Published on Thursday, 20th April 2017

 

It was very disappointing to hear today that Marks and Spencer’s is to close its Commercial Road store. The council had no advance warning of this decision and so as things stand details on what will happen next are scant, although press reports suggest a food-only store will open in Ocean Park. 

 

Debenham’s has announced that it will close ten stores across the country and with the chain having branches in both Commercial Road and Palmerston Road, there is a real chance that one or the other will be on the hit list.

 

The fragility of Commercial Road as a retail centre is a direct result of the failure to get the Northern Quarter scheme built before the shift to online and out-of-town shopping became as embedded as it now has.
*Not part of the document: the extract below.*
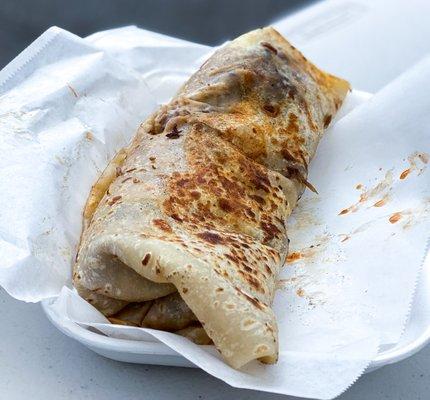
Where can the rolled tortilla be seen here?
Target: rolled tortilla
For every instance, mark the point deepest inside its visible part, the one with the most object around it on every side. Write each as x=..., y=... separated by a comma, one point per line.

High Street retailing in the 2020s and beyond will have to be tied in with leisure activities and in future shop spaces will increasingly be shop window units, with customer orders being placed online. This requires a new approach.

 

The council’s ability to influence events is limited: all the units in the city centre are privately owned and so decisions on rents do not rest with the council; the same applies to the two main car parks at the Cascades and the Tricorn. As ever, the council just doesn’t have millions of pounds to spend. It can however try and secure funding for the new city centre road, which is the key to getting development moving.

 

It’s taken three years to do it, but enough money has now been saved up (an extra £11m) to be able to make a serious bid to government for the remaining cash. If approved, a mixed use regeneration scheme becomes viable. That will still take five years to plan and build though; what happens in the meantime is an open question.